One person tweeted “Why would you lie about this Cardiff Council? Looking at those two images, it’s clear, no amendments were made to the design. Why did you simply ignore the objections from disability groups and plough ahead with the crossing anyway?”
The council rapidly responded with a tweet stating “Hi, colour tones were amended prior to installation after seeking further input from Alzheimer’s Society. The amended version was viewed by the society before installation. Thanks.”
Voicing concerns over the crossing one person added: “My dad had Parkinson’s and dementia, there is absolutely no way he would have been able to recognise this mess as a crossing (in fact it probably would have scared him to walk over it)”, while another added: “I’ll not be using it as it will cause me visual disturbance & I’ll lose my balance.”
Others point to the fact that projects like this should not be a priority for cash strapped councils who have a continuous battle with potholes, and another said: “There has to be more to this – functionality and safety are being compromised and someone is making money.”

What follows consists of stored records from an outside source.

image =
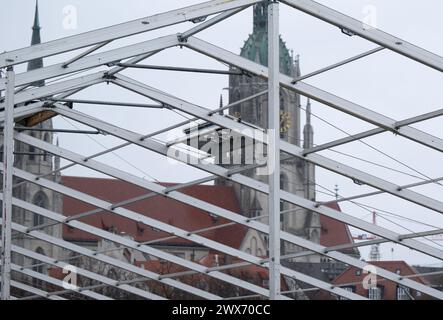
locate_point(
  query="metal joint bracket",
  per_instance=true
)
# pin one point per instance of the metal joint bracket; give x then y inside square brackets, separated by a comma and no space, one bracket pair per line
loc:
[347,32]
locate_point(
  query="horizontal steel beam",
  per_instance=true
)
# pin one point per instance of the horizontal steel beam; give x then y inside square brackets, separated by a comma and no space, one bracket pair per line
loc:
[338,64]
[367,32]
[183,69]
[58,87]
[372,132]
[109,103]
[33,290]
[121,30]
[96,60]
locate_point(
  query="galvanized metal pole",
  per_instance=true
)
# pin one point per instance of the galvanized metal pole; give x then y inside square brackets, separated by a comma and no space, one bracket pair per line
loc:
[274,150]
[8,163]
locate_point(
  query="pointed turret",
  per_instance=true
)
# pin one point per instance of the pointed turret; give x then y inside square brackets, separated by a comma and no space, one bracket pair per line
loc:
[36,39]
[260,17]
[308,142]
[221,105]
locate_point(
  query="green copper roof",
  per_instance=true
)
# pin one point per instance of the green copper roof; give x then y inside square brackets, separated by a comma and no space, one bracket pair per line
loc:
[36,63]
[256,47]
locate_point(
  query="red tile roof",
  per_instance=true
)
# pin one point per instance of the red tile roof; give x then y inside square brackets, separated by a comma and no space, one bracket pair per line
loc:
[172,212]
[158,207]
[354,277]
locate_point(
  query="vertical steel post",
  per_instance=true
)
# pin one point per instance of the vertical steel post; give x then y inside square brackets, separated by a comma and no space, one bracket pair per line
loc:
[8,163]
[274,150]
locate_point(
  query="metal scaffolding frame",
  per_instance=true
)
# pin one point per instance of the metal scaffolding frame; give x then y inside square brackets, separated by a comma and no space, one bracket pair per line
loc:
[21,100]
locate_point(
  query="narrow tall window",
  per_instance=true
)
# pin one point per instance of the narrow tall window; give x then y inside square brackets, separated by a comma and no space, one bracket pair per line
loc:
[41,200]
[38,267]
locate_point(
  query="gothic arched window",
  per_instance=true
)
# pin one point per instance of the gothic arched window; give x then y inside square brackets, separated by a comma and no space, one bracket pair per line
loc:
[41,200]
[283,186]
[32,149]
[38,267]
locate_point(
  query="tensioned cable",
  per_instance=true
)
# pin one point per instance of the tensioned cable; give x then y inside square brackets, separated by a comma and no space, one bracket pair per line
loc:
[374,148]
[114,153]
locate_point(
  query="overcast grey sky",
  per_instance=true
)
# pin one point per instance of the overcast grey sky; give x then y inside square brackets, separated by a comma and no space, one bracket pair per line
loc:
[385,82]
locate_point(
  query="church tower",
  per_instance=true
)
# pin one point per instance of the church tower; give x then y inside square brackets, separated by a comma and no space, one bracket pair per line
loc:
[37,162]
[297,176]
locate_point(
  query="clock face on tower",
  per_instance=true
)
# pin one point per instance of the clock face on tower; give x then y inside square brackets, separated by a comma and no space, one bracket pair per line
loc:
[285,122]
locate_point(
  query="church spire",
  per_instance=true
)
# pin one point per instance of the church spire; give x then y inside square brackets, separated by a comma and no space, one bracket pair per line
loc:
[260,17]
[36,39]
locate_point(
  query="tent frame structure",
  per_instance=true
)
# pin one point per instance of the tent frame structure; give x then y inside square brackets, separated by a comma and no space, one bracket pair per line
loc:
[20,99]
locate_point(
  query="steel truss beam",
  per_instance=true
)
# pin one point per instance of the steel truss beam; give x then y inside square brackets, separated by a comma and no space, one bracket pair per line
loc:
[367,32]
[273,161]
[88,274]
[317,94]
[231,215]
[8,163]
[56,282]
[372,132]
[155,223]
[151,222]
[112,261]
[291,149]
[121,30]
[147,221]
[102,36]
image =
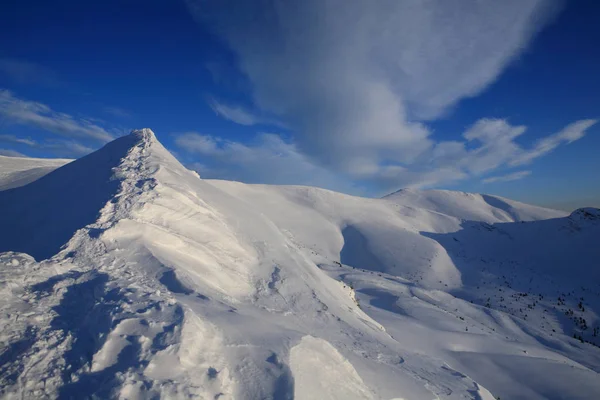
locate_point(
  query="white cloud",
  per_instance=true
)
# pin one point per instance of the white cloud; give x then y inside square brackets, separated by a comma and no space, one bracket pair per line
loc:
[236,114]
[18,140]
[68,148]
[488,145]
[507,178]
[11,153]
[356,80]
[117,112]
[39,115]
[569,134]
[269,159]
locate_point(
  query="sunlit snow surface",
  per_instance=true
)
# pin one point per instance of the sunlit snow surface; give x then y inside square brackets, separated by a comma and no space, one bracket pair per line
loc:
[151,282]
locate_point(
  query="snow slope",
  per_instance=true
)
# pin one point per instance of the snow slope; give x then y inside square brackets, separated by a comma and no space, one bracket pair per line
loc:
[125,275]
[19,171]
[472,206]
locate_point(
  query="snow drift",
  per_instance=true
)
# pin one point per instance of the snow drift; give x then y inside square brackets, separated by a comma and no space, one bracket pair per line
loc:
[125,275]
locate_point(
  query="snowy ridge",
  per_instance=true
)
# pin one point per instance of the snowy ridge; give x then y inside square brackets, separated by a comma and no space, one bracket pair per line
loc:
[472,206]
[150,281]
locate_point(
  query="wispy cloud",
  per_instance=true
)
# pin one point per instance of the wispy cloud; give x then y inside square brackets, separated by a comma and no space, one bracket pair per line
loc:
[487,145]
[11,153]
[19,140]
[356,82]
[507,178]
[236,114]
[117,112]
[39,115]
[569,134]
[64,148]
[268,159]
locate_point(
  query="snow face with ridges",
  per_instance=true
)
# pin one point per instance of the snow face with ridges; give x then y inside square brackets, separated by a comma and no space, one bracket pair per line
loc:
[157,283]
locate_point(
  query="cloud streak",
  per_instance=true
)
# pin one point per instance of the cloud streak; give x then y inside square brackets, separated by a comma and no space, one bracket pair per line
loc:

The trend for Asphalt Art has grown recently with several cities following the lead set by London’s ambitious ‘city wide’ bid to install public art on roads, which celebrates causes or events.
TfA and a coalition of groups representing people with disabilities sent an open letter to London Mayor Sadiq Khan regarding his initiative, which included 11 crossings on Tottenham Court Road.
As a result of the letter Mr Khan announced that he had put a temporary pause to the plan, saying “I am concerned to read about the issues highlighted in your letter and the negative impact that these types of crossing can have on disabled people.”
RMP, a local authorities and public services risk management company said: “Local Authorities need to consider the legal, financial and reputational implications of installing road crossings which may directly contravene relevant highway regulations, and which may also, in some eyes, be considered to increase the risks to pedestrian and motorist safety which is already significant at these crossings.”